Sunday, July 7, 2024

How Goal-Oriented Thinking Almost F***ed Me Up

In the most recent phase of my life, a constant source of unhappiness for me has been about accomplishment: what am I doing, and why am I not getting more of it done? I fuss about my work accomplishments like publishing academic papers, but I also fuss about my extracurricular ones. Why can't I learn Italian more seriously, or read more books? Why can't I be an accomplished amateur musician, or someone who knows how to cook amazing food?

At some level I know this fussing is silly and pointless, because ultimately who cares what boxes you're checking? When I was young, I had a chaotic life, but I also had a healthy sense of just living -- being alive and experiencing things. Plus, as longtime readers know, I've always thought life is essentially a mutual aid association, where connecting with other people is the thing, and connecting with people is not a box-checking activity. So how did I get into this loop of relentless self-evaluation?

One thing I've noticed is that spending more time on the internet seems to make the loop harder to get out of and the sense of pressure more intense. I've always assumed the mechanism for this was obvious: that other people on the internet are accomplishing things. If I go on Twitter, I see a stream of posts like "So humbled to be awarded the X prize!" and "Just ran a personal best for my 10-mile run!" and "check out my new paper on X topic!" Even perusing the news, I see people reflecting on how they became internationally known ballroom dance stars or amateur astronomers or whatever in their spare time.

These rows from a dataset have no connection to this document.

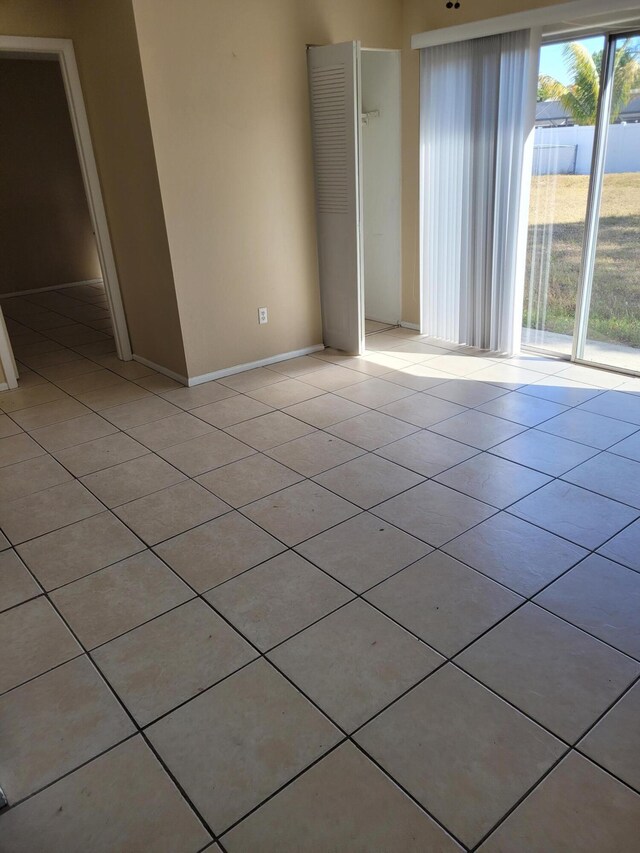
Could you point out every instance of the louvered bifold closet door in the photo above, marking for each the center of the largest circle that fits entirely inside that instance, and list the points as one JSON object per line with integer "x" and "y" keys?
{"x": 334, "y": 84}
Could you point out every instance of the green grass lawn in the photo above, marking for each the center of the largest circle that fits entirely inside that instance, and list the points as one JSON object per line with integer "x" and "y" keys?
{"x": 556, "y": 230}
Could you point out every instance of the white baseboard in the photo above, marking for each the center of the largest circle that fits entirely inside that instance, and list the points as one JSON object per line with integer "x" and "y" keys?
{"x": 53, "y": 287}
{"x": 263, "y": 362}
{"x": 164, "y": 370}
{"x": 227, "y": 371}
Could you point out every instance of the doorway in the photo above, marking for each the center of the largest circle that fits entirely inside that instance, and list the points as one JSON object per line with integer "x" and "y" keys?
{"x": 355, "y": 118}
{"x": 60, "y": 287}
{"x": 381, "y": 187}
{"x": 582, "y": 292}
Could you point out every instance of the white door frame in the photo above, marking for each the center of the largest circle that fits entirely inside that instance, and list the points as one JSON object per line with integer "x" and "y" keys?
{"x": 61, "y": 50}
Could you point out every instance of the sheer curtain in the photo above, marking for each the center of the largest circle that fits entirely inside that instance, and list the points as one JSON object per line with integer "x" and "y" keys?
{"x": 477, "y": 116}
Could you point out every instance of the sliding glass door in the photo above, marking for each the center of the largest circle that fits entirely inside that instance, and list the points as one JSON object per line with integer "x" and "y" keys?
{"x": 582, "y": 291}
{"x": 612, "y": 297}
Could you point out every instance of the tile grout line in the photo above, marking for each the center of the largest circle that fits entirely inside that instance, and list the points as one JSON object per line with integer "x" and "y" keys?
{"x": 291, "y": 548}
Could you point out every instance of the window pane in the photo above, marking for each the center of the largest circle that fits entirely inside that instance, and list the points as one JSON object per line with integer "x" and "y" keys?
{"x": 565, "y": 118}
{"x": 613, "y": 332}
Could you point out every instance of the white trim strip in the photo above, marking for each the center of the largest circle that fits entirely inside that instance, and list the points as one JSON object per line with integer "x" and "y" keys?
{"x": 563, "y": 17}
{"x": 9, "y": 367}
{"x": 52, "y": 287}
{"x": 240, "y": 368}
{"x": 165, "y": 370}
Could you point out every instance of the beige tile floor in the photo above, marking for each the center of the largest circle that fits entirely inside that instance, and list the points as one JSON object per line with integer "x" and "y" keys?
{"x": 386, "y": 603}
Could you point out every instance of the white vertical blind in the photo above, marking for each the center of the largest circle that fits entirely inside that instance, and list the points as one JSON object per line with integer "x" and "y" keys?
{"x": 477, "y": 114}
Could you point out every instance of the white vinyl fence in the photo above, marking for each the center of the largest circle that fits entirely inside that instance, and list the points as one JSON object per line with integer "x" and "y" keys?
{"x": 567, "y": 150}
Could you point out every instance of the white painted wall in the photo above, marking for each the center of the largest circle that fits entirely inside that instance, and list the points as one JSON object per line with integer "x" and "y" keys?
{"x": 623, "y": 149}
{"x": 381, "y": 169}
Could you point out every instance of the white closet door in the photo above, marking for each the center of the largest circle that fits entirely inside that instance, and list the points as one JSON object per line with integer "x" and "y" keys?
{"x": 334, "y": 83}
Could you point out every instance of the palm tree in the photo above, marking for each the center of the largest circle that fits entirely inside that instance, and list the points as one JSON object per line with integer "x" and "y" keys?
{"x": 580, "y": 97}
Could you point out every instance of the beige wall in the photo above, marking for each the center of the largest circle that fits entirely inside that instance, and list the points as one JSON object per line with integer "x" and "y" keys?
{"x": 103, "y": 32}
{"x": 46, "y": 237}
{"x": 420, "y": 16}
{"x": 226, "y": 83}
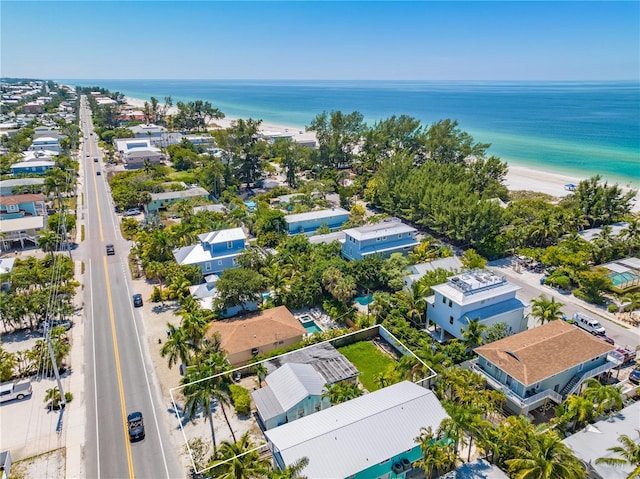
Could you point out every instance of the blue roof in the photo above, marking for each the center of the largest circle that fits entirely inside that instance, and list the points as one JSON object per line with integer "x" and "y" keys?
{"x": 495, "y": 309}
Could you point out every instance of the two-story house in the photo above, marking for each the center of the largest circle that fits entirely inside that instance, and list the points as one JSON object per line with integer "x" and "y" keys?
{"x": 477, "y": 294}
{"x": 292, "y": 391}
{"x": 308, "y": 223}
{"x": 372, "y": 436}
{"x": 217, "y": 251}
{"x": 544, "y": 363}
{"x": 384, "y": 238}
{"x": 22, "y": 217}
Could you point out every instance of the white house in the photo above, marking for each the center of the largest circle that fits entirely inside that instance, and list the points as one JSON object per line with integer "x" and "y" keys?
{"x": 291, "y": 392}
{"x": 45, "y": 143}
{"x": 475, "y": 294}
{"x": 372, "y": 436}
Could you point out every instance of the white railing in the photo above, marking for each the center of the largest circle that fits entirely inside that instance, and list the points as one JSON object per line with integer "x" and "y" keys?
{"x": 590, "y": 374}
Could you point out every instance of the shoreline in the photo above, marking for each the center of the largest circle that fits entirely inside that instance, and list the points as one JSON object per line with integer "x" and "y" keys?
{"x": 519, "y": 177}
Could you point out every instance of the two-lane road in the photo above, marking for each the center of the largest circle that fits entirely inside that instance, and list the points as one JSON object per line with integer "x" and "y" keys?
{"x": 119, "y": 376}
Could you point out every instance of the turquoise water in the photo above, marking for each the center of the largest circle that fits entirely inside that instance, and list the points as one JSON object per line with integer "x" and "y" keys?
{"x": 577, "y": 128}
{"x": 310, "y": 326}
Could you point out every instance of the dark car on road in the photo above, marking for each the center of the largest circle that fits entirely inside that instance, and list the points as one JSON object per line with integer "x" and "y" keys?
{"x": 137, "y": 300}
{"x": 135, "y": 424}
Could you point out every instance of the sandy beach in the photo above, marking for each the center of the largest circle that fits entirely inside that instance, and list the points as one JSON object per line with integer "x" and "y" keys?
{"x": 518, "y": 177}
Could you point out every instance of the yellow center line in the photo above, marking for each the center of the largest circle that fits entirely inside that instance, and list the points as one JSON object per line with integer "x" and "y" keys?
{"x": 119, "y": 374}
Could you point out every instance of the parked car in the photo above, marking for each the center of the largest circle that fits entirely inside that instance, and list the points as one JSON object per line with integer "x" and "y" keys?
{"x": 137, "y": 300}
{"x": 10, "y": 391}
{"x": 589, "y": 324}
{"x": 135, "y": 425}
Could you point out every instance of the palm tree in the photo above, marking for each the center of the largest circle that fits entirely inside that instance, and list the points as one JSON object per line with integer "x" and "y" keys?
{"x": 546, "y": 457}
{"x": 546, "y": 310}
{"x": 239, "y": 460}
{"x": 177, "y": 346}
{"x": 606, "y": 398}
{"x": 472, "y": 336}
{"x": 341, "y": 392}
{"x": 630, "y": 452}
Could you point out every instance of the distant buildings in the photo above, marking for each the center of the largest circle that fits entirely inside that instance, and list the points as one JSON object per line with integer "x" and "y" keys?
{"x": 308, "y": 223}
{"x": 384, "y": 239}
{"x": 246, "y": 337}
{"x": 370, "y": 436}
{"x": 217, "y": 251}
{"x": 477, "y": 294}
{"x": 544, "y": 363}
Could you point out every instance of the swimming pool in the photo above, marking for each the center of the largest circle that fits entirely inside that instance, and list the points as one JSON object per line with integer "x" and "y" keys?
{"x": 309, "y": 324}
{"x": 364, "y": 300}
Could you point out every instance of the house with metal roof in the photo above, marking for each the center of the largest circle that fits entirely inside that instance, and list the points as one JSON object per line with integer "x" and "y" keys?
{"x": 544, "y": 363}
{"x": 216, "y": 252}
{"x": 477, "y": 294}
{"x": 593, "y": 442}
{"x": 369, "y": 436}
{"x": 292, "y": 391}
{"x": 22, "y": 217}
{"x": 246, "y": 337}
{"x": 307, "y": 223}
{"x": 333, "y": 366}
{"x": 417, "y": 271}
{"x": 21, "y": 185}
{"x": 161, "y": 201}
{"x": 384, "y": 238}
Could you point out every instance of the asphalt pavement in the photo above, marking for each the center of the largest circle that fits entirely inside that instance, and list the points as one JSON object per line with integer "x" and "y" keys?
{"x": 119, "y": 377}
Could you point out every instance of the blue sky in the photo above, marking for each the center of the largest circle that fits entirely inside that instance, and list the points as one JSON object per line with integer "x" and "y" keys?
{"x": 396, "y": 40}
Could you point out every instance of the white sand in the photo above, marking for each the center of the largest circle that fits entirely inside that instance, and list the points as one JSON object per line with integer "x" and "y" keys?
{"x": 518, "y": 178}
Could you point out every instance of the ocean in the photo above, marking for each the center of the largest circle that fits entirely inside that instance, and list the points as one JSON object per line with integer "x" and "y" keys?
{"x": 573, "y": 128}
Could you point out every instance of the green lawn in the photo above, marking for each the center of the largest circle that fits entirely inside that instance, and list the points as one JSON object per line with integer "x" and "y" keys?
{"x": 369, "y": 360}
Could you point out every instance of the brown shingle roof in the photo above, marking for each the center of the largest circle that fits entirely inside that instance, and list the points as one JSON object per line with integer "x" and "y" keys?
{"x": 17, "y": 199}
{"x": 542, "y": 352}
{"x": 255, "y": 331}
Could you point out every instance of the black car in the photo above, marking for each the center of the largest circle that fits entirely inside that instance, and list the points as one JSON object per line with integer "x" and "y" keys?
{"x": 137, "y": 300}
{"x": 135, "y": 424}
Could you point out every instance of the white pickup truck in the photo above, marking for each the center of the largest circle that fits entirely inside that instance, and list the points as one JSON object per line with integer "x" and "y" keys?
{"x": 10, "y": 391}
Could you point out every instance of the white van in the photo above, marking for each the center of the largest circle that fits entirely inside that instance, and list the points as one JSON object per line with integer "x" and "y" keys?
{"x": 589, "y": 324}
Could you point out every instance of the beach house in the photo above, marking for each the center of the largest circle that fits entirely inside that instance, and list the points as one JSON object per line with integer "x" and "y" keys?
{"x": 22, "y": 217}
{"x": 372, "y": 436}
{"x": 258, "y": 333}
{"x": 384, "y": 238}
{"x": 544, "y": 363}
{"x": 292, "y": 391}
{"x": 308, "y": 223}
{"x": 477, "y": 294}
{"x": 161, "y": 201}
{"x": 216, "y": 251}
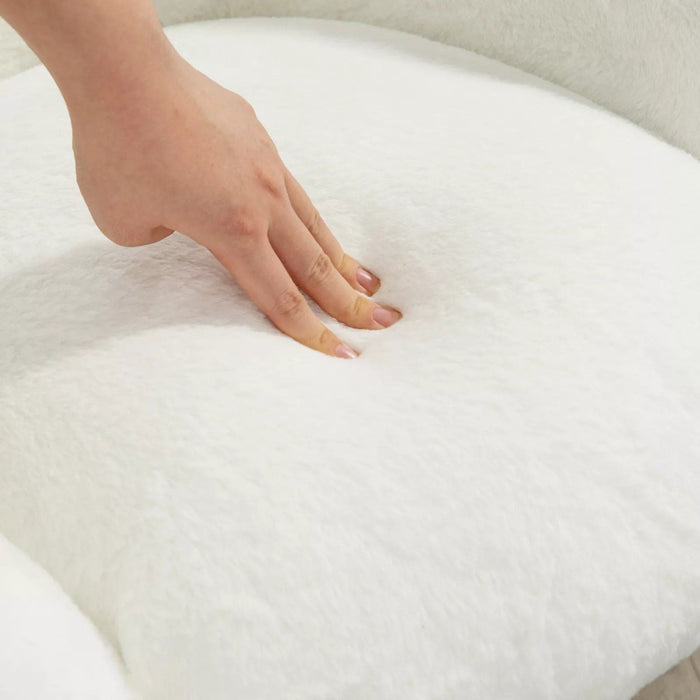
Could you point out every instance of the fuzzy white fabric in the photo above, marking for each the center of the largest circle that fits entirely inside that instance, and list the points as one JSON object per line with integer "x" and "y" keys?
{"x": 48, "y": 648}
{"x": 639, "y": 58}
{"x": 497, "y": 500}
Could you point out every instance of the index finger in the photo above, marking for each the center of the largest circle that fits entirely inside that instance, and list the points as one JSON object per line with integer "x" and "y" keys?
{"x": 263, "y": 277}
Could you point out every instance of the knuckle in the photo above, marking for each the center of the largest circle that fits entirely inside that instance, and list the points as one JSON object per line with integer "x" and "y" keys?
{"x": 270, "y": 181}
{"x": 245, "y": 225}
{"x": 321, "y": 268}
{"x": 326, "y": 338}
{"x": 314, "y": 220}
{"x": 289, "y": 304}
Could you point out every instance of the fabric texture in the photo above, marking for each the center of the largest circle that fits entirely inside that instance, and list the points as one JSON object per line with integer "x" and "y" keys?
{"x": 497, "y": 500}
{"x": 640, "y": 59}
{"x": 48, "y": 648}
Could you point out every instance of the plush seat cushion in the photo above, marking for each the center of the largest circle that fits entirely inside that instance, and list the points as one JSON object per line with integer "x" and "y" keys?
{"x": 498, "y": 499}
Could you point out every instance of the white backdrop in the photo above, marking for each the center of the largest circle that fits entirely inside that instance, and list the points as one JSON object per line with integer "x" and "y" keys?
{"x": 639, "y": 58}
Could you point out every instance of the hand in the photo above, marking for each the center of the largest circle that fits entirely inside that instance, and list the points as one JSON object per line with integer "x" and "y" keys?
{"x": 177, "y": 151}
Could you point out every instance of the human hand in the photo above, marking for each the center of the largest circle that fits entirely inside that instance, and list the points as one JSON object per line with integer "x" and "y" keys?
{"x": 176, "y": 151}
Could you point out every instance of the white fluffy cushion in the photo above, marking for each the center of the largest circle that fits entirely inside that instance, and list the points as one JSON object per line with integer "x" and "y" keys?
{"x": 638, "y": 58}
{"x": 48, "y": 648}
{"x": 498, "y": 499}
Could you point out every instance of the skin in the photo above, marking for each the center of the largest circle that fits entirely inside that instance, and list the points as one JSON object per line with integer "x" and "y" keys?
{"x": 159, "y": 147}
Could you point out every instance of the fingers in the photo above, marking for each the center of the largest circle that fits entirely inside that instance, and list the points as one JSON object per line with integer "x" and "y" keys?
{"x": 311, "y": 268}
{"x": 357, "y": 277}
{"x": 259, "y": 272}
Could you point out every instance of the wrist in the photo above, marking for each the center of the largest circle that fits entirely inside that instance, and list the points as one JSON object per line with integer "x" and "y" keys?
{"x": 99, "y": 52}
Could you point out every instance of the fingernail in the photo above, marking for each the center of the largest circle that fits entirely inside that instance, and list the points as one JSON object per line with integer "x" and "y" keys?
{"x": 343, "y": 350}
{"x": 369, "y": 281}
{"x": 385, "y": 316}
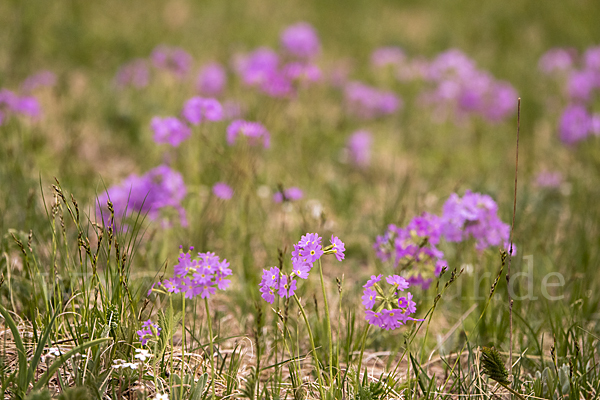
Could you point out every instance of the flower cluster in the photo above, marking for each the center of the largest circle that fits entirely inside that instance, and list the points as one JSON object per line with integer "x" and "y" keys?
{"x": 202, "y": 275}
{"x": 169, "y": 130}
{"x": 254, "y": 131}
{"x": 306, "y": 252}
{"x": 12, "y": 103}
{"x": 368, "y": 102}
{"x": 159, "y": 188}
{"x": 474, "y": 216}
{"x": 581, "y": 78}
{"x": 388, "y": 309}
{"x": 198, "y": 109}
{"x": 149, "y": 331}
{"x": 172, "y": 59}
{"x": 223, "y": 191}
{"x": 462, "y": 89}
{"x": 413, "y": 249}
{"x": 301, "y": 40}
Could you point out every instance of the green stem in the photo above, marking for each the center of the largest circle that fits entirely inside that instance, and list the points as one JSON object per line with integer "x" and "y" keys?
{"x": 212, "y": 366}
{"x": 183, "y": 348}
{"x": 362, "y": 351}
{"x": 312, "y": 344}
{"x": 328, "y": 319}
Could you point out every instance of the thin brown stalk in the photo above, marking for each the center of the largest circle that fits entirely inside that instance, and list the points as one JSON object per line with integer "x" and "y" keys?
{"x": 512, "y": 228}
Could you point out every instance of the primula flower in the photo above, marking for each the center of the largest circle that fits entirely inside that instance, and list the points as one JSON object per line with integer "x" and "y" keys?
{"x": 149, "y": 331}
{"x": 198, "y": 109}
{"x": 386, "y": 308}
{"x": 413, "y": 249}
{"x": 337, "y": 247}
{"x": 473, "y": 216}
{"x": 301, "y": 40}
{"x": 460, "y": 89}
{"x": 307, "y": 251}
{"x": 150, "y": 193}
{"x": 169, "y": 130}
{"x": 254, "y": 131}
{"x": 11, "y": 103}
{"x": 211, "y": 80}
{"x": 201, "y": 275}
{"x": 222, "y": 191}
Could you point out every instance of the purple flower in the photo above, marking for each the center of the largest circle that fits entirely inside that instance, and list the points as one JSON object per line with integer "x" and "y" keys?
{"x": 269, "y": 284}
{"x": 592, "y": 59}
{"x": 290, "y": 194}
{"x": 135, "y": 73}
{"x": 581, "y": 84}
{"x": 211, "y": 79}
{"x": 359, "y": 148}
{"x": 301, "y": 268}
{"x": 387, "y": 56}
{"x": 399, "y": 282}
{"x": 473, "y": 216}
{"x": 301, "y": 40}
{"x": 388, "y": 311}
{"x": 148, "y": 331}
{"x": 222, "y": 191}
{"x": 158, "y": 189}
{"x": 172, "y": 59}
{"x": 287, "y": 286}
{"x": 575, "y": 124}
{"x": 201, "y": 275}
{"x": 374, "y": 279}
{"x": 198, "y": 109}
{"x": 39, "y": 79}
{"x": 368, "y": 102}
{"x": 368, "y": 298}
{"x": 311, "y": 252}
{"x": 169, "y": 130}
{"x": 413, "y": 248}
{"x": 337, "y": 247}
{"x": 254, "y": 131}
{"x": 556, "y": 60}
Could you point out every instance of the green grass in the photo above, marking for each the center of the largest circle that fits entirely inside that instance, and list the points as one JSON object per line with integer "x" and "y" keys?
{"x": 64, "y": 286}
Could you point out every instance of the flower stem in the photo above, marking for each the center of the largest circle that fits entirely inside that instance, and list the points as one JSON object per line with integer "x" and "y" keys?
{"x": 362, "y": 351}
{"x": 212, "y": 366}
{"x": 312, "y": 344}
{"x": 182, "y": 348}
{"x": 328, "y": 319}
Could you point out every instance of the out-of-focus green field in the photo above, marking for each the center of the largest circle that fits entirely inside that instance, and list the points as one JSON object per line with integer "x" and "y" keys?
{"x": 92, "y": 136}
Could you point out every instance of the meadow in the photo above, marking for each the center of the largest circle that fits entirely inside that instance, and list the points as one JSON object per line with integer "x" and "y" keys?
{"x": 316, "y": 200}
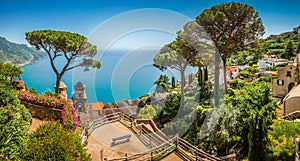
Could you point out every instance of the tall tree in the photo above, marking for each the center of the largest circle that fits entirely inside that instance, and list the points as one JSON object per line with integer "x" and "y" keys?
{"x": 73, "y": 47}
{"x": 10, "y": 71}
{"x": 288, "y": 54}
{"x": 248, "y": 112}
{"x": 176, "y": 55}
{"x": 231, "y": 26}
{"x": 298, "y": 49}
{"x": 162, "y": 84}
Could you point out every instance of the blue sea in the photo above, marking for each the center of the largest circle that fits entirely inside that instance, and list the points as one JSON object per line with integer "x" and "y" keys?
{"x": 124, "y": 75}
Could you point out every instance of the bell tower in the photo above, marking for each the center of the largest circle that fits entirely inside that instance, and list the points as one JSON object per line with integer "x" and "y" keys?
{"x": 79, "y": 98}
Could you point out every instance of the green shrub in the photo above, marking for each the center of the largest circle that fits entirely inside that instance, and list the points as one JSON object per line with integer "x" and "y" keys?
{"x": 147, "y": 112}
{"x": 53, "y": 142}
{"x": 244, "y": 73}
{"x": 14, "y": 123}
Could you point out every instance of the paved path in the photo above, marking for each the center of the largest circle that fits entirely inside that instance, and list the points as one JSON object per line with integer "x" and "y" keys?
{"x": 172, "y": 157}
{"x": 101, "y": 139}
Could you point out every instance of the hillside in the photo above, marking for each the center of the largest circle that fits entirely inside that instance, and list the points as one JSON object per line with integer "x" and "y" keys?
{"x": 272, "y": 45}
{"x": 276, "y": 44}
{"x": 19, "y": 54}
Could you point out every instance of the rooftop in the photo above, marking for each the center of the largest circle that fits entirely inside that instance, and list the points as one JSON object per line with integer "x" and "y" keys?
{"x": 295, "y": 92}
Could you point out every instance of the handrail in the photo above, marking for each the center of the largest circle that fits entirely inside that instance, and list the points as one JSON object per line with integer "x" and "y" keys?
{"x": 164, "y": 144}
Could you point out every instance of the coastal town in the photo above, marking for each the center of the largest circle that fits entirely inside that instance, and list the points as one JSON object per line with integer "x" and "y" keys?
{"x": 224, "y": 92}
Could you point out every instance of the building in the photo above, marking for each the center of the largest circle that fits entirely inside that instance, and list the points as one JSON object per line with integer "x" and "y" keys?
{"x": 286, "y": 78}
{"x": 79, "y": 98}
{"x": 297, "y": 30}
{"x": 62, "y": 90}
{"x": 232, "y": 73}
{"x": 291, "y": 101}
{"x": 269, "y": 61}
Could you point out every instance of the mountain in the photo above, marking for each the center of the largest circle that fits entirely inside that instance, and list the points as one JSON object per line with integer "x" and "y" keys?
{"x": 19, "y": 54}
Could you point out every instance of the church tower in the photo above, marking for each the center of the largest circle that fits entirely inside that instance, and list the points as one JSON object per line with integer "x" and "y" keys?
{"x": 79, "y": 98}
{"x": 62, "y": 90}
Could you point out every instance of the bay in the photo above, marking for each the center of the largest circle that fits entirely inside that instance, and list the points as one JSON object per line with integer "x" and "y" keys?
{"x": 124, "y": 75}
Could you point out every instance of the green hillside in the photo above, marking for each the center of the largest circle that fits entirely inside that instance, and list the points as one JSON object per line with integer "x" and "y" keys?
{"x": 272, "y": 45}
{"x": 17, "y": 53}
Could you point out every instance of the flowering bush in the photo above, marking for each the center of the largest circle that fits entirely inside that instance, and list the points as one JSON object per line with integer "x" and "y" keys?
{"x": 69, "y": 115}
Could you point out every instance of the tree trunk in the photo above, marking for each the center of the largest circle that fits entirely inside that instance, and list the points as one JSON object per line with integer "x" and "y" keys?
{"x": 199, "y": 75}
{"x": 217, "y": 76}
{"x": 225, "y": 79}
{"x": 58, "y": 79}
{"x": 205, "y": 74}
{"x": 182, "y": 84}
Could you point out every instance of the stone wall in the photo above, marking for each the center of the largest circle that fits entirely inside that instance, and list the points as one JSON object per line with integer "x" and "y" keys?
{"x": 43, "y": 113}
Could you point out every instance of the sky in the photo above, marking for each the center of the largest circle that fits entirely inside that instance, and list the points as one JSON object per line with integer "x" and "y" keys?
{"x": 85, "y": 17}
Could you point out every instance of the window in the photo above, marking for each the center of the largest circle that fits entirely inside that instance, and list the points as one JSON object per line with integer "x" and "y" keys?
{"x": 280, "y": 82}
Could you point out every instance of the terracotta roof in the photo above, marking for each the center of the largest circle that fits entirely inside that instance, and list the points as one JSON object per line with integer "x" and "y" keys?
{"x": 231, "y": 69}
{"x": 96, "y": 106}
{"x": 295, "y": 92}
{"x": 79, "y": 85}
{"x": 62, "y": 85}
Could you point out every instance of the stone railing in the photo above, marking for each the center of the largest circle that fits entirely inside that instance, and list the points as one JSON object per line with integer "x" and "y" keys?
{"x": 160, "y": 144}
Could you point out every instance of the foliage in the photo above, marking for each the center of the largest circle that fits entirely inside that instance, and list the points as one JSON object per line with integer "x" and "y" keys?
{"x": 170, "y": 108}
{"x": 147, "y": 112}
{"x": 48, "y": 92}
{"x": 281, "y": 145}
{"x": 14, "y": 123}
{"x": 298, "y": 49}
{"x": 247, "y": 113}
{"x": 162, "y": 84}
{"x": 289, "y": 51}
{"x": 10, "y": 71}
{"x": 17, "y": 53}
{"x": 173, "y": 83}
{"x": 69, "y": 115}
{"x": 52, "y": 142}
{"x": 245, "y": 74}
{"x": 70, "y": 46}
{"x": 231, "y": 26}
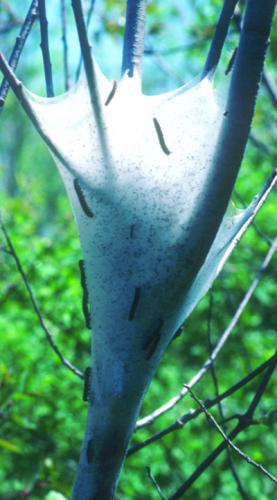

But since I wrote about the age before the internet last week, I came to think the connection is more subtle. Because the post was about recapturing a sense of mild boredom, I tried a tiny experiment: forcing myself to engage in activities like "looking out the window" during a work-break,"staring at the ceiling" while at home, and "checking out the scene" while on a transit ride -- all instead of "looking at the internet."

It's been good. And I came to think the mechanism of the connection between internet and the accomplishments self-evaluation was not quite the "obvious" one and had more to do with my relationship to my life activities. At some point, I got jolted into a realization: things that are actually just life I have been treating as "accessories to goal accomplishment."

That is, at the risk of stating the obvious, I came to think that activities like going from place to place, putting away clean laundry, eating, etc. are not just "things I have to do to meet my goals" but are actually life. It doesn't even matter if you "enjoy" them or they're a pain; either way, you're experiencing them and that's what's up.

Conceptually, the problem was I thought "X is what I am trying to do" and "A, B, C are what I have to do to get to X." No wonder my obsessions with X got me into self-destructive loops where A, B, and C had to be as efficient as possible and where not getting to X led to a chorus of self-criticism. I was shaping everything into goal-oriented thinking and downgrading all the things that are just, I don't know, being a person.

Our entire culture has adopted a goal-oriented structure for life so it's not a surprising mistake to fall into. If an activity isn't perfectly pleasant, there's an assumption you're doing it to get something else or because you have some "project" you are working on. You can't get a gym membership without being asked to state your goals. My running app, which I use just to remind myself what I did when, is constantly nudging me to frame my activities as accomplishments. Even e-reading apps are set by default to help you keep moving toward your "reading goals." WTF?

The goal-oriented approach is so pervasive, it's part of the standard theory of how people make decisions. In rational choice theory, there are things you want, and there are things you're will to do or giving up to get the things you want, and that's just how it is. From a theoretical perspective, it's always bothered me that the "things you want" category has to be so unambiguous: are we saying that, say, cooking has to be either a "want" -- a pleasure, and a goal -- or a "do not want" -- a payment, a cost you're willing to bear? Couldn't it be a bit in-between? Or neither? And now I'm wondering, does everything even need an evaluation that fits it into a set of ordered preferences? Can I just stop evaluating?

Don't worry, my plan isn't to give up on goals. As we've discussed, when I lived a much less structured life, I got into habits like eating cake for lunch everyday, so this post is not leading up to some radical anti-planning manifesto. I'm just hoping to dial it back, to where living my life is living my life, and not something I do in order to achieve something else.